The association of the SNP SssI-C 45711901 T reflects the effect of a marker with three genotypic classes showing a minor allele with a higher frequency than the minor alleles from markers in InvGE. Starch synthases catalyze the glycosyl transfer from ADP-glucose to glucan. The expression of SssI in tubers is low, suggesting a minor role of this particular enzyme in starch synthesis in storage organs [64]. As in the previous case, this SNP-trait association might be indirect, resulting from LD with causal variants, or direct through a potential novel role of SssI in the control of sugar content in tubers. The SNP in SssI is novel since sequence analyses in tetraploids have not reported this nucleotide variation [5]; therefore Group Phureja might be a new source of natural allelic variation in this gene with effect in low sucrose contents. The discovery of variants controlling sucrose content is relevant since the prevention of its accumulation is a strategy that can limit the subsequent accumulation of reducing sugars in tubers [65].

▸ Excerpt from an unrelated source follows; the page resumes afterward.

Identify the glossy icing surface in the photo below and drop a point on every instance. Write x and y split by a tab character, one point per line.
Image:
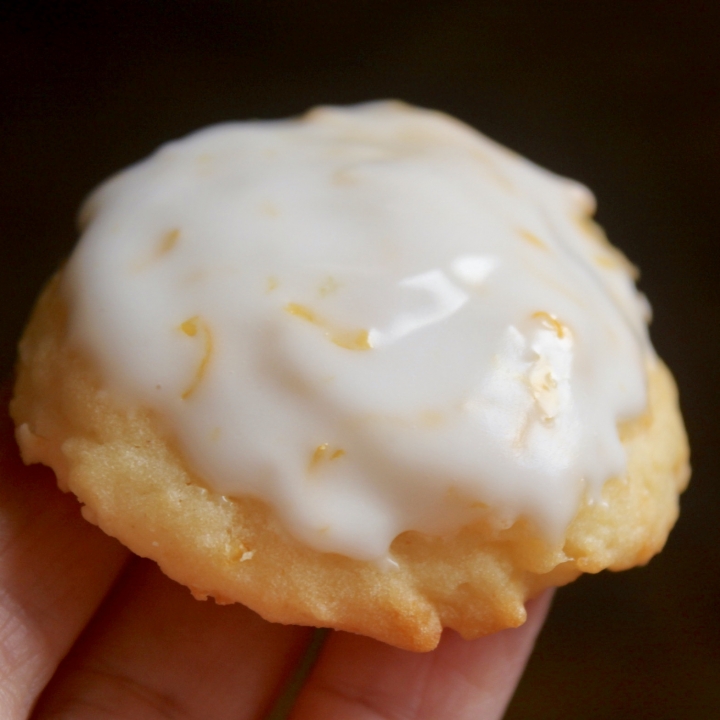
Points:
373	318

The marker-trait associations found explained a limited amount of the overall trait variability in Group Phureja. Therefore, selecting individuals which combine the superior alleles for these markers will not guarantee per se a better chip quality because there might be other regions influencing the trait, and the interaction with other loci might affect their expression [66]. Nevertheless, increasing the frequency of these alleles with positive effects in potato breeding populations can be a starting point for the marker-assisted improvement of frying quality, as well as for testing the reproducibility of the phenotypic effect of the associated markers in different genetic materials and environments [5]. There might be additional genes from the starch-sugar interconversion pathway associated to frying quality in Group Phureja that reflect the divergent metabolisms of both tetraploid and diploid genotypes. A next step would be the implementation of a genome wide approach to unravel additional genetic mechanisms and novel metabolic pathways underlying the frying quality trait of Group Phureja. These approaches would lead to the application of this knowledge on the genetic architecture of sugar contents and frying color to potato breeding programs.

Conclusions

The candidate gene approach allowed the identification of novel SNP markers in InvGE and SssI that were associated with frying quality and sugar contents in Group Phureja. These novel genetic associations need to be validated and afterwards might be useful in potato breeding programs. The results show that some genes related to sugar content and frying color variation are conserved in diploid and tetraploid cultivated potato germplasm. There is a lack of conclusive evidence for a functional association of both genes with frying quality. Therefore, further experiments are required to reveal the potential functional influence of the associated SNPs with sugar contents of mature tubers or to demonstrate that associations are indirect as a result of LD with functional genes. The implementation of a genome wide approach is necessary to analyze comprehensively the genomic regions that control starch-sugar equilibrium. The genome wide study is also required to assess the distribution of LD regions in all the chromosomes to establish the mapping resolution. These strategies will contribute to a broad understanding of the genetic architecture of sugar accumulation and frying color of Group Phureja.